Text-to-Speech Providers

A TTS provider implements IJarvisTextToSpeechProvider to speak text aloud through the node's audio output. The node calls the provider after receiving a response from the Command Center.

Interface Reference

from abc import ABC, abstractmethod

class IJarvisTextToSpeechProvider(ABC):
    @property
    @abstractmethod
    def provider_name(self) -> str:
        """Unique name for this provider. Example: 'jarvis_tts'."""
        ...

    @abstractmethod
    def speak(self, include_chime: bool, text: str) -> None:
        """Speak the given text aloud.

        Args:
            include_chime: If True, play a chime sound before speaking.
            text: The text to synthesize and play.
        """
        ...

    def play_chime(self) -> None:
        """Play the built-in chime sound (sounds/chime.wav).

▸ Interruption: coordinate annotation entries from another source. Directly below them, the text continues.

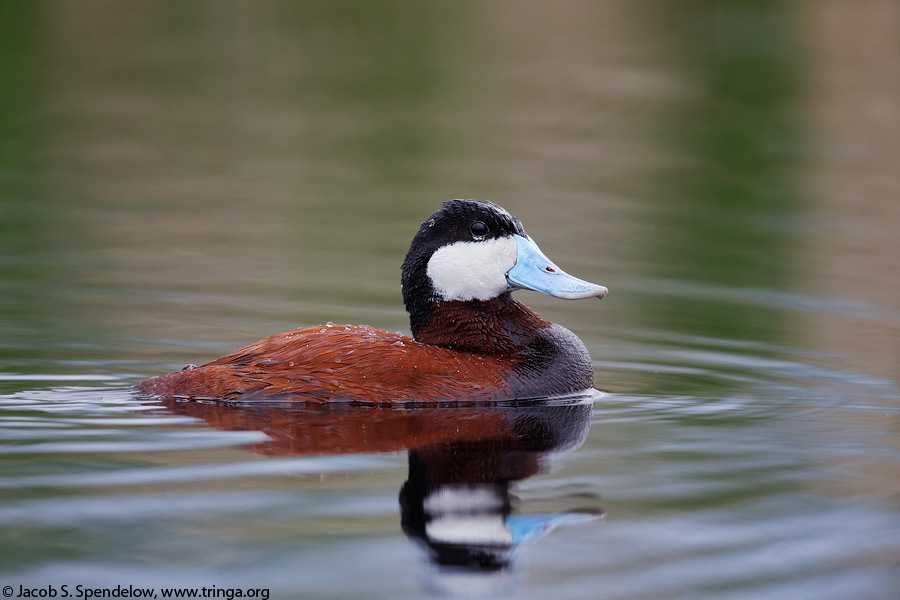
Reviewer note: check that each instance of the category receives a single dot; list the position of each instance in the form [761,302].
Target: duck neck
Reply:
[501,325]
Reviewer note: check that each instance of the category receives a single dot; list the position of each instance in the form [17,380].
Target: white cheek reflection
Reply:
[472,270]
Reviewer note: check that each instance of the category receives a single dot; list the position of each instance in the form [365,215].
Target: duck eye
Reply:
[478,229]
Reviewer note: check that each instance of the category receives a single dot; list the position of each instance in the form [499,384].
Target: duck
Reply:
[471,340]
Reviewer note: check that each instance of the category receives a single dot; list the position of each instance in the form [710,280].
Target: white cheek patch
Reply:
[472,270]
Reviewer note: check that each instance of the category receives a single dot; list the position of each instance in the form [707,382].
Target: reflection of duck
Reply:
[456,501]
[457,498]
[471,340]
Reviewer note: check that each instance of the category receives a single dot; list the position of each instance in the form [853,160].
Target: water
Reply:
[181,179]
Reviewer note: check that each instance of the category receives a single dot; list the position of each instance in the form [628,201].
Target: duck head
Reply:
[475,251]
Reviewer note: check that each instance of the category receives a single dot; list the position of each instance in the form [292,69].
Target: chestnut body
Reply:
[520,355]
[471,340]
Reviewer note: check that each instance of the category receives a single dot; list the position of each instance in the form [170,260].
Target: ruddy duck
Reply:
[471,340]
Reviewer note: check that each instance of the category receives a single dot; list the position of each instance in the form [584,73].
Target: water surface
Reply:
[178,180]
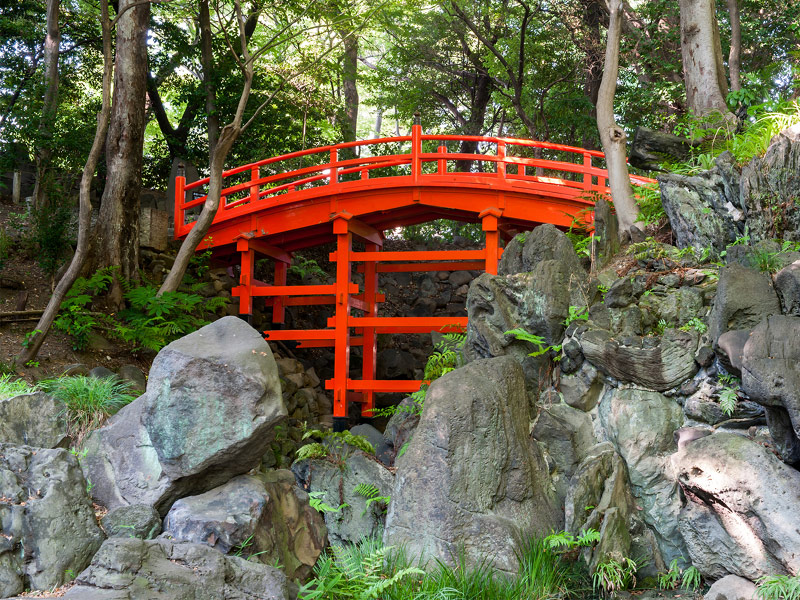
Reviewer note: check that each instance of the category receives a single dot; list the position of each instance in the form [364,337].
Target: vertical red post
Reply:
[489,225]
[341,350]
[246,277]
[587,174]
[254,189]
[370,348]
[278,306]
[180,198]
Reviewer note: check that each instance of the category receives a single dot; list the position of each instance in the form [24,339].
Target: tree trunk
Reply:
[703,71]
[735,55]
[116,235]
[44,150]
[85,211]
[612,135]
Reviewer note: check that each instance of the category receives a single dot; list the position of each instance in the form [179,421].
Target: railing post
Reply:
[441,163]
[254,189]
[587,174]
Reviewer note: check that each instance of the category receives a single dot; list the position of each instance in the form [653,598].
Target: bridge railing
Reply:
[399,160]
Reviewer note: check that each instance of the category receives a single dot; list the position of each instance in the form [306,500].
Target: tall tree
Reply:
[116,235]
[612,135]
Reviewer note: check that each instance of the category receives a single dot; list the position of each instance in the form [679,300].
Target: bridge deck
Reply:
[279,205]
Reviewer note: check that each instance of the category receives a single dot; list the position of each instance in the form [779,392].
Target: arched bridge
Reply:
[358,191]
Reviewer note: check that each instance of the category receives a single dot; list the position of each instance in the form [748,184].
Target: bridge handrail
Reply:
[259,198]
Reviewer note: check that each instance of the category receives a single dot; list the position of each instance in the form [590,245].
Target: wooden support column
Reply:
[341,367]
[370,349]
[489,225]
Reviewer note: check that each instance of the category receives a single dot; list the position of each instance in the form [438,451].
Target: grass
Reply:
[88,401]
[358,572]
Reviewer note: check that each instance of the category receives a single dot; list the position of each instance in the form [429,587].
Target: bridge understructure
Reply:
[360,190]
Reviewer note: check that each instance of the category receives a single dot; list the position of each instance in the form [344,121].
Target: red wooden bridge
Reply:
[304,199]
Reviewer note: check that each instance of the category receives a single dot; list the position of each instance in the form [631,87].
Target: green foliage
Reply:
[88,401]
[611,575]
[778,587]
[695,323]
[149,321]
[11,386]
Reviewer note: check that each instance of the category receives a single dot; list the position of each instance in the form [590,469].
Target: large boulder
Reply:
[741,502]
[657,363]
[33,420]
[744,298]
[641,426]
[48,524]
[472,478]
[337,485]
[133,569]
[771,377]
[266,517]
[213,399]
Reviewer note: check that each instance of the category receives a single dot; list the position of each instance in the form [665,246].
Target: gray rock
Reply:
[472,477]
[544,243]
[641,425]
[787,282]
[744,297]
[212,401]
[48,523]
[738,498]
[771,377]
[138,520]
[338,486]
[655,363]
[703,210]
[731,587]
[33,420]
[133,569]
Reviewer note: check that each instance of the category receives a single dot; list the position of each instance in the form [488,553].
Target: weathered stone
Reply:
[744,297]
[656,363]
[787,282]
[731,587]
[472,477]
[48,523]
[212,401]
[138,520]
[738,498]
[641,425]
[771,377]
[33,420]
[133,569]
[338,485]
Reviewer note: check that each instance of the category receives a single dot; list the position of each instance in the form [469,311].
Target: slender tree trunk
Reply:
[735,54]
[612,135]
[85,211]
[703,70]
[116,236]
[44,150]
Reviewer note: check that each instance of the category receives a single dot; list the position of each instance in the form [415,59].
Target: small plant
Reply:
[88,401]
[612,576]
[778,587]
[695,323]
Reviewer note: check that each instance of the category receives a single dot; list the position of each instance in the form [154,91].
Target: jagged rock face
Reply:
[133,569]
[744,297]
[338,484]
[212,401]
[33,420]
[641,426]
[740,515]
[471,476]
[771,377]
[266,517]
[48,523]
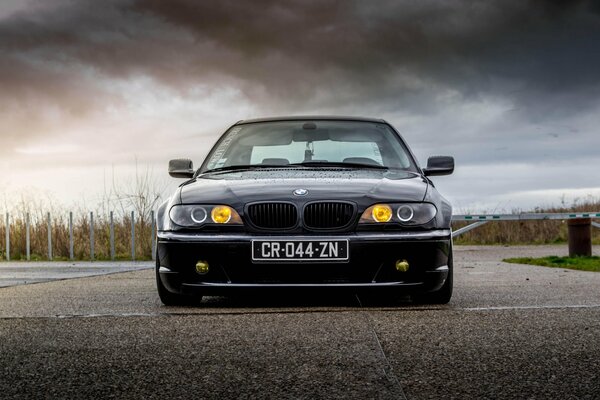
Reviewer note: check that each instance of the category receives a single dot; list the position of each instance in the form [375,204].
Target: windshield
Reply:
[314,143]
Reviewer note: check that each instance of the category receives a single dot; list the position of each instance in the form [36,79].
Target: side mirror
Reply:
[439,165]
[181,168]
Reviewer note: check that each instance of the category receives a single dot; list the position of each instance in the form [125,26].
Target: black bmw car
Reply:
[306,202]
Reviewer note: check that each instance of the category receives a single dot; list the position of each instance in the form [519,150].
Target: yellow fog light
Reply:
[202,267]
[402,266]
[221,214]
[381,213]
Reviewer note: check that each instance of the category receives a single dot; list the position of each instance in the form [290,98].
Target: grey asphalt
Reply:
[510,331]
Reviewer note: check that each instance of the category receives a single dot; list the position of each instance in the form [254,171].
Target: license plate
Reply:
[300,250]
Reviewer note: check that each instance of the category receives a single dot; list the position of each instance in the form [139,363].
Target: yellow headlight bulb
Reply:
[381,213]
[221,214]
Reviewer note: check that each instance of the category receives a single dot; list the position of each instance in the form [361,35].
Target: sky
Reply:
[93,91]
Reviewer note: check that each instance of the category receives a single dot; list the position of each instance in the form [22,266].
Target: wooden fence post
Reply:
[49,237]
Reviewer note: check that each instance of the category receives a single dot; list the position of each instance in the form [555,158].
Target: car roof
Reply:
[310,117]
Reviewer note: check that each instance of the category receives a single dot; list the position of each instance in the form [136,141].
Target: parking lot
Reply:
[510,331]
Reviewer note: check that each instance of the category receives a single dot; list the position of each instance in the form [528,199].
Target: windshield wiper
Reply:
[338,164]
[248,167]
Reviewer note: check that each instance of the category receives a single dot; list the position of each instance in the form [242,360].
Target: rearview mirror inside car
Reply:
[181,168]
[439,165]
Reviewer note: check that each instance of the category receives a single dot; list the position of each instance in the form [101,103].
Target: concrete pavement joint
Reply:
[547,307]
[387,367]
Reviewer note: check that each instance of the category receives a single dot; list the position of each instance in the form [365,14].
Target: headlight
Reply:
[381,213]
[405,214]
[197,215]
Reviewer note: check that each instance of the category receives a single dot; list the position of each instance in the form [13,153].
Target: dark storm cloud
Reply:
[542,57]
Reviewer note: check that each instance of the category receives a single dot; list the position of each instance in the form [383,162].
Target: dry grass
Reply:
[81,237]
[140,193]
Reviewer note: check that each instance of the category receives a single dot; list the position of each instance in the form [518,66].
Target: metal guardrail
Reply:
[481,219]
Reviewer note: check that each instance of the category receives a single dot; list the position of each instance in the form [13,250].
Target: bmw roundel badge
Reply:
[300,192]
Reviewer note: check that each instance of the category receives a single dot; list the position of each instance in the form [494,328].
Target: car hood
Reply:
[362,186]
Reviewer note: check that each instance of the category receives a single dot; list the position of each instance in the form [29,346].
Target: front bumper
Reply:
[371,264]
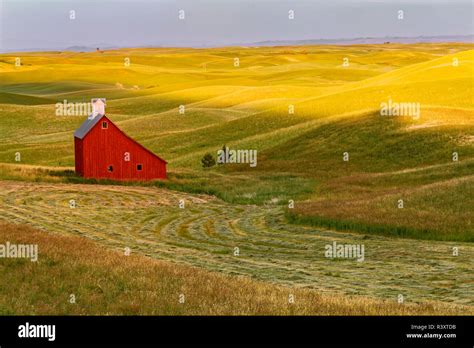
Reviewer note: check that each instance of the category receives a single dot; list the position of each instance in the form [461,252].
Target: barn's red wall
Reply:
[78,154]
[104,147]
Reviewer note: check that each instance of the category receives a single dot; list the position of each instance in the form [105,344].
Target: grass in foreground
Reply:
[107,282]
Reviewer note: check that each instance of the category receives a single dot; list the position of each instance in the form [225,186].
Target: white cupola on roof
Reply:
[98,107]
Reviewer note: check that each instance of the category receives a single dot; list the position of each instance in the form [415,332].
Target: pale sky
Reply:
[26,24]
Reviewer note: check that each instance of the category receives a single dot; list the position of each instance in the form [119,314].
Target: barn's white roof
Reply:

        This is a helper method available to all providers. Call it from
        your speak() implementation when include_chime is True.
        """
        ...

The play_chime() method is a built-in helper that plays sounds/chime.wav through the system audio. You do not need to implement chime logic yourself --- just call self.play_chime() when include_chime is True.

Built-in Implementations

JarvisTTS

The primary TTS provider. Proxies text through the Command Center's media endpoint, which forwards it to the jarvis-tts service (Piper TTS). Supports streaming PCM audio for low latency.

class JarvisTTS(IJarvisTextToSpeechProvider):
    provider_name = "jarvis_tts"

    def speak(self, include_chime: bool, text: str) -> None:
        if include_chime:
            self.play_chime()

        # Request streaming PCM audio from the TTS service
        response = self.jcc_client.post(
            "/api/v0/media/tts/synthesize",
            json={"text": text},
            stream=True,
        )

        # Play PCM audio chunks as they arrive (low latency)
        for chunk in response.iter_bytes():
            self.audio_player.play_pcm(chunk)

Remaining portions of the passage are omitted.